Businessman and Napa vintner George Vare, who died earlier this month, was at the top of the shortest lists. In the 1970s, an era when California wine was in its formative years, Vare actually understood the wine business as a business, inside-out and bottom to top, far better than most.
He was among a generation of vintners who were straight shooters.
People who wanted to know how wine functioned as commerce often turned to Vare for insight, analysis and perspective. He knew the numbers.
He convinced a brewer, Schlitz, to try wine at a time when marketing beer and wine were about as different as soda and Vitamin Water.
Vare recognized that wine had to first be a profitable endeavor and pay its way; wine as art and nuance and variety came later, and he was able to enjoy that, too. He came from an epoch defined by this equation: In order to make a small fortune in wine you start with a large one.
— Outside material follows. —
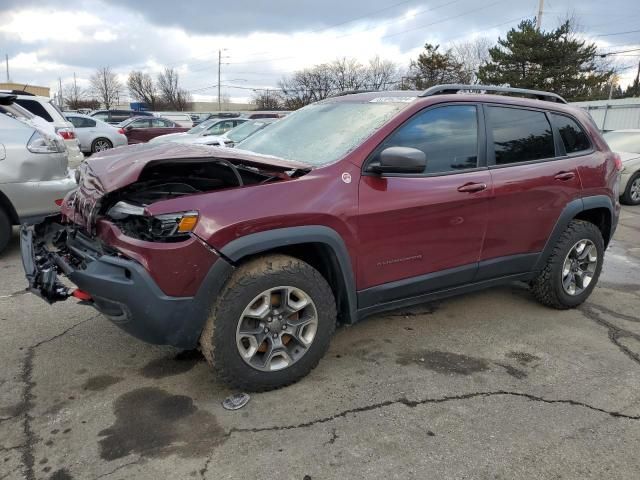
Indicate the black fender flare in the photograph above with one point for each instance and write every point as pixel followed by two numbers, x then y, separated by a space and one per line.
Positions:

Vare ended up faring quite well financially. Besides leading Geyser Peak to a prominent position, he was able to profit handsomely in a pair of blockbuster deals: First, he and his partners bought Beringer from Nestlé. A few years later, they sold Beringer to Foster's.
He liked the artisanal side too, and wasn't afraid to take risks. Were he to launch a low-alcohol, méthode Champenoise sparkling cider today, marketed as low-calorie, it would likely be a hit. Pomme de Vare was just 30 years ahead of its time. Luna Vineyards was at the forefront of the Cal-Ital movement and bet too heavily that Sangiovese would be easy to master in Napa (it isn't), and that people would want to drink expensive Napa Valley Pinot Grigio (they tried it, but Luna found out it was easier to buy grapes or bulk Pinot elsewhere).
But it was Vare's fascination with an obscure Friulian white, Ribolla Gialla, that inspired him in his later years and served as a bridge between him and the next generation of young winemakers. His 3 acres of Napa Valley Ribolla Gialla illustrated everything impractical but meaningful about the wine business.